Кроме Анни Безант, которую она открыла негаданно, как зарытый клад, к теософскому делу примкнули люди случайные. Либо богатые никчемности, либо обреченные неудачники, обиженные судьбой. Они уже сейчас читают и толкуют ее вкривь и вкось. Что же ожидать от них после ее ухода?

Она предсказала то, что совершится в человеческом сознании и душе 100 лет спустя.

Человек страстно всмотрится в самого себя огненными духовными очами, если говорить высоким слогом, и не одиночество свое обнаружит, а сопричастность, сродство небесному, беспредельной свободе космоса.

И на склоне ее жизни все еще стоит перед ней страшная картина, увиденная когда-то в юности: Лаокоона душат, а его детей терзают, ломая кости, неправдоподобно толстые змеи с раздутыми, тупыми, как свинячьи рыла, головами.
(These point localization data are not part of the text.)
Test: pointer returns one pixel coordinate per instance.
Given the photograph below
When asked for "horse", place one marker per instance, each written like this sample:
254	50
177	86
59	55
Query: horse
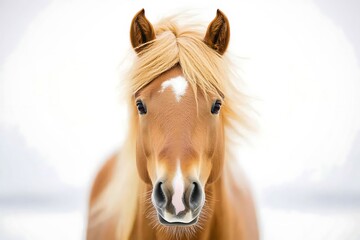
176	176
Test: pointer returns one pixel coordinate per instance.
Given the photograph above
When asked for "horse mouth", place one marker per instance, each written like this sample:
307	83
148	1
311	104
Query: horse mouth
166	223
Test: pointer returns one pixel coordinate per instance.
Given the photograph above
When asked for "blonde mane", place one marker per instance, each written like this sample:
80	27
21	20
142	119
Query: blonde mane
205	70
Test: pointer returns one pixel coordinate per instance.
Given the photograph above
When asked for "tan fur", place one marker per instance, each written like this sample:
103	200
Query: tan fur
120	206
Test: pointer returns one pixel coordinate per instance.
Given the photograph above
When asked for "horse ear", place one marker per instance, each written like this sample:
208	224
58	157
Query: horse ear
218	33
141	31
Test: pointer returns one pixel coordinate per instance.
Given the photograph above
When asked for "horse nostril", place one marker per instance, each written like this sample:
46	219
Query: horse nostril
195	195
159	195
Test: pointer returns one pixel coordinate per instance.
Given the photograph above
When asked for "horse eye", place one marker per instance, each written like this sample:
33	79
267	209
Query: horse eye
141	107
215	108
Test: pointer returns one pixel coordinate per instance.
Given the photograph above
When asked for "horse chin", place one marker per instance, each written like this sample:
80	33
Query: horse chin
179	223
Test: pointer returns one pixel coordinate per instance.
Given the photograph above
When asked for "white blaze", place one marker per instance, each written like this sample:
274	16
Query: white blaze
178	85
178	186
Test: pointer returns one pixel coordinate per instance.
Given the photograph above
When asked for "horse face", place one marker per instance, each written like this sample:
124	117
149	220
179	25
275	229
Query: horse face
180	146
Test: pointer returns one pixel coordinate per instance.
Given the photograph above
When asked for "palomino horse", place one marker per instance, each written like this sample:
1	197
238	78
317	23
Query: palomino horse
176	178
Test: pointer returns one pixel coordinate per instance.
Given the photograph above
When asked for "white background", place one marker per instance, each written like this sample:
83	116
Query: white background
61	113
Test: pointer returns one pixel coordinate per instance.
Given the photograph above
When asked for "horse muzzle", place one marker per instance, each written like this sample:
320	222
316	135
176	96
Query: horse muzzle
177	204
По-разному объясняют причины гибели Лаокоона и его детей. То ли за свою проницательность он был наказан богами, то ли за нарушение жреческого обета безбрачия. Она же толкует эту аллегорию совершенно иначе. Лаокоон ради своих детей пытался преодолеть безрассудность и тяжесть земного мира. Но всё напрасно: инертность земли непреодолима. Вспоминая его упрямый и волевой профиль, искаженный душевной и физической мукой, она с ужасом предвидит и свою судьбу — нет, она изовьется и выскользнет из-под мускулистых, ухватистых змеиных колец. Избавится в конце концов от тисков «великой змеи иллюзии» и других убедит, заставит их не смиряться, уговорит хотя бы и с помощью хитрости. Ее письменный стол и старомодное кресло с потертыми подлокотниками резко выделялись на темном фоне зашторенного окна. Солнечный свет, просеянный плотной тканью, падал на поверхность стола. Казалось, крышку стола покрывает тончайший слой фосфоресцирующей пыли. Вероятно, благодаря сочащемуся светом столу и контрастирующему с ним мрачному пространству комнаты создавалось впечатление глубинности и иллюзорности, потусторонности навыворот — это ее возбуждало, приводило в состояние творческого экстаза.